La arena se había apilado contra las paredes del patio, y todas las puertas interiores y las ventanas seguían cerradas. La reina siguió caminando, abrió puertas y atravesó salas de recepción llenas de columnas, desiertas y resonantes. Jety y yo estábamos alerta, pues no podíamos estar seguros de que no hubiese allí fuerzas hostiles, tal vez gente de Horemheb. Sin embargo, no encontramos rastro de presencia alguna.

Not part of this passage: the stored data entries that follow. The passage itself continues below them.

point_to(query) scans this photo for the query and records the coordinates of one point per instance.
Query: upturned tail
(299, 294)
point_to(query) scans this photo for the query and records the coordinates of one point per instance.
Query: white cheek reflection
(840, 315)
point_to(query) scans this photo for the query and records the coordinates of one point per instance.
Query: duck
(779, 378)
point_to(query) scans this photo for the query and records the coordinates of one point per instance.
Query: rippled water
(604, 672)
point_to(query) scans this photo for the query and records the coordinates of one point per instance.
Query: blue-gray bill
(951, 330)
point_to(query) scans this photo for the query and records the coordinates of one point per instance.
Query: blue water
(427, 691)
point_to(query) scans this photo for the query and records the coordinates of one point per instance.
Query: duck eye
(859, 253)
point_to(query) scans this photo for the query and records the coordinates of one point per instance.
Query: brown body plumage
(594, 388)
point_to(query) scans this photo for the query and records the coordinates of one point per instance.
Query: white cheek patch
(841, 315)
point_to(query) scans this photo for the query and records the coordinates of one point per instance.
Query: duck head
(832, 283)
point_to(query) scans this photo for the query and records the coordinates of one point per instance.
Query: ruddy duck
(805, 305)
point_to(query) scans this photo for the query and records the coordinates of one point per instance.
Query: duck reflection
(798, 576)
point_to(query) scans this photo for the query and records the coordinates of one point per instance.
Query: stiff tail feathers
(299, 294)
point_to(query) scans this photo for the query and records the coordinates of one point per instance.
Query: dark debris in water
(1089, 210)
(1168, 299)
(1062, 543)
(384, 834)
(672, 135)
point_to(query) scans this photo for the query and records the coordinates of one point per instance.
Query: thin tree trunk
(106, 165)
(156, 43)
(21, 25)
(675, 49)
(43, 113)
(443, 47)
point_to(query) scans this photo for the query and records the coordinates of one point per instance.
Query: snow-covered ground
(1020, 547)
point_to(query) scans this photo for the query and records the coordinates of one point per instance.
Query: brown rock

Los guardias de Ay se quedaron en la puerta, así que Jety y yo hicimos guardia en el patio principal mientras Nefertiti llevaba a las niñas a sus habitaciones para descansar y prepararlas para el día siguiente. Ajnatón las siguió contrariado. Observamos cómo se apagaban las últimas estrellas; acto seguido, la azulada luz del alba empezó a transformar la cúpula celeste. Lentamente, la luna se hundió en el Otro Mundo. Ladraban perros en la lejanía, y dio comienzo el incansable canturreo de los pájaros junto al río. La vida se reiteraba a sí misma.
Entonces Ajnatón apareció en la puerta. Se detuvo a contemplar a su dios, Atón, ahora de un rojo claro, que se vislumbraba sobre el borde de los acantilados orientales. Sin embargo, en aquel acto no había sentido alguno de celebración. Alzó las manos en silenciosa adoración. Su aspecto transmitía futilidad y absurdo. Apartamos la vista respetuosamente, esperando no tener que imitarle.
—Ven, quiero enseñarte algo.
Se dio la vuelta y cojeando enfiló el pasillo, cubierto de arena. Yo le seguí, dejando a Jety de guardia. Caminamos durante un rato hasta toparnos con una espléndida puerta de madera tallada de doble hoja. La abrió e insistió en que yo entrase primero. Me encontré en una cámara cuadrada de altas paredes. No tenía techo; únicamente había tres paredes en las que un artista había plasmado una visión de la Vida Perfecta. Había pintado varios martín pescador en pleno vuelo, con sus alas blancas y negras cortando el aire inmóvil, dispuestos a zambullirse en el agua; había otros que ardían sobre las puntas de grandes cañas de papiro dos veces más altas que un hombre. De repente, ocurrió algo extraño: con un breve y agudo grito una forma apareció volando a toda velocidad; un destello de alas brillantes recorrió la cámara y desapareció, tal como había aparecido, en el interior de la pared. ¿Qué era lo que había visto? No podía creer a mis ojos.
Ajnatón dio una palmada y rió como un niño; le había encantado mi sorpresa.
—¡Son nidos escondidos en la pared! Lo ves, incluso a los pájaros se les puede engañar con el buen arte. ¡Creen que están realmente en el río!
Estaba entusiasmado con aquel mundo de apariencias, pero para mí aquello era otra prueba de que su perfecta ciudad de pintura, barro, luz y sombras no era más una simple ilusión. Había sido testigo del lado oscuro de su creación, había visto cómo funcionaba, y había entendido, por encima de todo, que había sido creada no por la belleza o por el poder, sino para dar miedo.